Our Community: What do you consider to be the three top leadership issues facing the nation?

Sir Gustav Nossal:

  1. Not enough talent within politics.
  2. Insufficient generosity both at the personal and the national level - we need more overseas aid as aproportion of GDP, more philanthropic giving by individuals and corporations.
  3. Independence in culture and policies. There is too much of a tendency to copy the United States and we are at risk of becoming a derivative society. This must not happen as in fact robust individualism has served as very well and there is the possibility of creating a uniquely good society - if we have the strength and the will.
Our Community: What insights have you gained personally on your leadership journey?

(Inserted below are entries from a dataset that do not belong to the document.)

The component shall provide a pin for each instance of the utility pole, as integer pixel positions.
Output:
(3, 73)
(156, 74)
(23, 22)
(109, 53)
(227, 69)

Sir Gustav Nossal: I have learnt that it is possible to achieve at an international level from an Australian base. I have learnt that it is important to be generous to colleagues; very few achievements are made alone and so much depends on collaborators, networks and people one has influenced. I have learnt that it is better to praise than to punish; my leadership style believes that you get the best out of people when they feel cherished and sustained. I have learnt that it is better not to be arrogant, vain and proud; if you push yourself too high you will encourage others to try and pull you down!

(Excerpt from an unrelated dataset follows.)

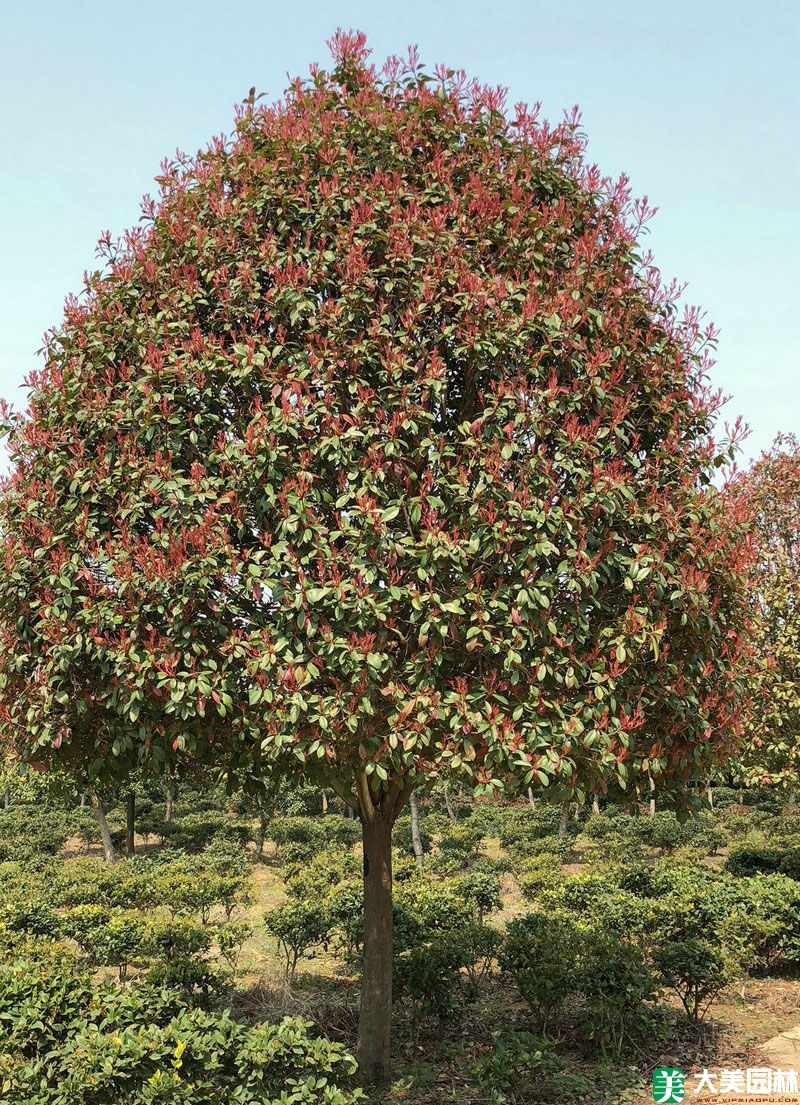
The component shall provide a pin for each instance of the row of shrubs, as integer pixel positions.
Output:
(66, 1039)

Our Community: Who have been your own leadership mentors and how did they assist in developing your own leadership style?

Sir Gustav Nossal:
  • Sir Macfarlane Burnet, my scientific mentor and teacher, who recognised certain qualities in me and encouraged me to address big problems in science and to have confidence in my ability to solve them.
  • Sir Colin Syme, distinguished lawyer and businessman, who served as Chairman of The Walter and Eliza Hall Institute of Medical Research Board and helped to introduce me to the commercial and financial world of Australia, to broaden my outlook and to remember the crucial importance of absolute integrity.
  • Dr Joshua Lederberg, my scientific collaborator at a very young age, this American Nobel Laureate had a brilliantly fast mind, an amazing memory and a huge grasp of the broad new thrusts in biology. He lived completely at the cutting edge, was not afraid of high technology and introduced me to many of the scientific leaders of the United States, thus preventing me from thinking parochially.